How do you isolate Tri-Stack® against vibration?
Unlike most other exhaust fans the Tri-Stack®> mixed flow exhaust fan utilizes a true non-stall mixed flow impeller that is balanced to less the 0.5 mil peak to peak. Therefore, we strongly recommend that spring vibration isolation mountings are NOT used. This also eliminates the need for flexible duct connections, both of which are point failures and would require frequent maintenance. The Tri-Stack® fan can be mounted directly on a roof curb, concrete slab or steel structure, whatever is the preferred mounting for your particular application. Also, the low profile of a Tri-Stack® eliminates the need for guy wires that are otherwise necessary on taller stacks.
Can you use Variable Frequency Drives with Tri-Stack®?

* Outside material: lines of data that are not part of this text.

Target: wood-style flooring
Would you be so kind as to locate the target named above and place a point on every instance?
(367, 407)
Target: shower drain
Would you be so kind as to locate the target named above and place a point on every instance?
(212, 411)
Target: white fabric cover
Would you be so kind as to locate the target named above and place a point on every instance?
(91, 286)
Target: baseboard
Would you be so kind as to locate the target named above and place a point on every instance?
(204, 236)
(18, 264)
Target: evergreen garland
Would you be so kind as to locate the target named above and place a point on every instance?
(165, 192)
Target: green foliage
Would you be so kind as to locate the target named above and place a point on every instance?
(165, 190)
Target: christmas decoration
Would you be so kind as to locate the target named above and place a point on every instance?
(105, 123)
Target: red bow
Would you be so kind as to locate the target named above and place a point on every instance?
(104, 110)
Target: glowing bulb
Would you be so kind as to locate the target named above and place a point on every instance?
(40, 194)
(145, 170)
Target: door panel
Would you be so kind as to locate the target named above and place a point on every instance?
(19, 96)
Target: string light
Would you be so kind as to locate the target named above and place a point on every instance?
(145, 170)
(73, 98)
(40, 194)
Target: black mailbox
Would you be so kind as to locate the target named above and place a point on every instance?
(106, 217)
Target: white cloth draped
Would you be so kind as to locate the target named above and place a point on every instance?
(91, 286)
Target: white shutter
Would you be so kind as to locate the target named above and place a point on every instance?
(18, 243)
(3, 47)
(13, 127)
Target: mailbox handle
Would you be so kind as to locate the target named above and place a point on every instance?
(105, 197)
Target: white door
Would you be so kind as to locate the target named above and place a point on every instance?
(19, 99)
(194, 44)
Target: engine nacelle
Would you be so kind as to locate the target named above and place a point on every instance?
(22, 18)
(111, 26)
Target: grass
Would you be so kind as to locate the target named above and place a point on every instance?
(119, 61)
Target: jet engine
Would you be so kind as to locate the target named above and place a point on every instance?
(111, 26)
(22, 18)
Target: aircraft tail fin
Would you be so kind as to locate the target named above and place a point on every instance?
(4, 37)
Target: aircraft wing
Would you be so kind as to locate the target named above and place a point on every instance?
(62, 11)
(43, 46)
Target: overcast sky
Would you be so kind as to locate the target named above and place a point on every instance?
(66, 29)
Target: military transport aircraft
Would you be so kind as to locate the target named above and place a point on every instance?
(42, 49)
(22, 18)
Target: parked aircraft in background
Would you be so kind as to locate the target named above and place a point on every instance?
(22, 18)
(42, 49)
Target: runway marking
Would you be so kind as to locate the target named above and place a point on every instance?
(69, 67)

Due to the non-stall feature of the mixed-flow wheel, Variable Frequency Drives are very effective when used with the Tri-Stack® fume hood exhaust system. Tri- Stacks are also balanced to below 0.5 mils peak to peak, thus minimizing vibration through critical Hertz levels during down-turn. However, you should consult your wind consultant to determine the minimum speed to safely operate your system and avoid re-entrainment back into your laboratory.
What is the initial cost of a Tri-Stack® system?
The Tri-Stack® is a system and not just a fan. Therefore, in comparing the cost of this system to the conventional centrifugal vent set, be sure to include the cost of the centrifugal elbow, flex connectors, vibration isolators inertia base, stack and reducing nozzle cone, along with the associated installation labor. You will find the Tri-Stack® system will compare favorably, as well as saving you energy dollars annually due to the increased efficiency of the system.
What is the Return on Investment of Tri-Stack®?
The Tri-Stack® fume hood exhaust system reduces the static pressure in your laboratory system by approximately two inches water gauge, when compared with the traditional centrifugal fan and stack combination. That translates to approximately $0.44 per cfm. Depending on the sophistication of your system, the typical Tri-Stack® can pay for itself in less than 2 1/2 years.